Practical machine learning is learning on small samples
Marina Sapir
TL;DR
This work reframes machine learning from a statistical, asymptotic paradigm to a practical, logic-grounded one. It argues that real-world learning operates under implicit smoothness and finite data, and introduces the Practical learning paradigm built on baseline cases, counterparts, and inconsistency measures. By showing that common algorithms like ERM, k-NN, decision trees, Naive Bayes, and linear SVM/SVR can be interpreted as practical learners minimizing total inconsistency, the paper justifies a unifying framework grounded in abduction and oscillation-minimizing criteria. The approach enables meaningful comparisons, robust testing, and handling of outliers and data-scarce scenarios, with broad implications for practice and future extensions to other ML problems.
Abstract
Based on limited observations, machine learning discerns a dependence which is expected to hold in the future.

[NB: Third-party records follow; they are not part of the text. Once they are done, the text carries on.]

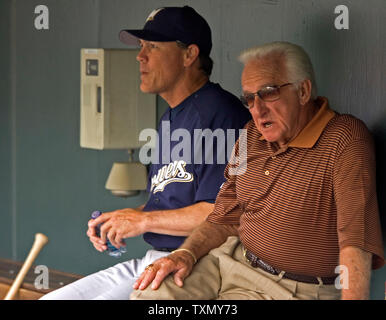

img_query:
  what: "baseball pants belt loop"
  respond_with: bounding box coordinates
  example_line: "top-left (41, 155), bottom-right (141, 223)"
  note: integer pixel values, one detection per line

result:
top-left (243, 248), bottom-right (336, 285)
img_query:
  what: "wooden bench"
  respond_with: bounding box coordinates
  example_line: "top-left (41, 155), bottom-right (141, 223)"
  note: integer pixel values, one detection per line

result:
top-left (0, 258), bottom-right (83, 300)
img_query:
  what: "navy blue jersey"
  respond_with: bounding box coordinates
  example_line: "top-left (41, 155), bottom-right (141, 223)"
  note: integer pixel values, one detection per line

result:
top-left (142, 81), bottom-right (251, 249)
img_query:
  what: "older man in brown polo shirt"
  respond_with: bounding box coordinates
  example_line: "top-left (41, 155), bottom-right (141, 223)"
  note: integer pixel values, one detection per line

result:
top-left (130, 41), bottom-right (384, 300)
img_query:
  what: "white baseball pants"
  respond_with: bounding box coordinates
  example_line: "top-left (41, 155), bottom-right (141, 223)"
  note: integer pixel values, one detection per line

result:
top-left (39, 249), bottom-right (169, 300)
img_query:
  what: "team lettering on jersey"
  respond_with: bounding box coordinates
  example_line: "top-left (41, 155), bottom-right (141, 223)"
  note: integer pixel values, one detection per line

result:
top-left (150, 160), bottom-right (193, 194)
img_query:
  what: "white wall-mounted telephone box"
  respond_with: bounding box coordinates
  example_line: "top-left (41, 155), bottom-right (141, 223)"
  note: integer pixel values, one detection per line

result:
top-left (80, 48), bottom-right (156, 150)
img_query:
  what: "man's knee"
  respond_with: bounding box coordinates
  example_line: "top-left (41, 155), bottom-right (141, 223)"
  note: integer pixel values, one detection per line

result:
top-left (130, 287), bottom-right (161, 300)
top-left (130, 275), bottom-right (185, 300)
top-left (131, 252), bottom-right (223, 300)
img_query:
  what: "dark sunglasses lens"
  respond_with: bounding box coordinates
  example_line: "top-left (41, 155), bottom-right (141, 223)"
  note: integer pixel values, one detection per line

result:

What makes it possible? Statistical learning theory imagines indefinitely increasing training sample to justify its approach. In reality, there is no infinite time or even infinite general population for learning. Here I argue that practical machine learning is based on an implicit assumption that underlying dependence is relatively ``smooth" : likely, there are no abrupt differences in feedback between cases with close data points. From this point of view learning shall involve selection of the hypothesis ``smoothly" approximating the training set. I formalize this as Practical learning paradigm. The paradigm includes terminology and rules for description of learners. Popular learners (local smoothing, k-NN, decision trees, Naive Bayes, SVM for classification and for regression) are shown here to be implementations of this paradigm.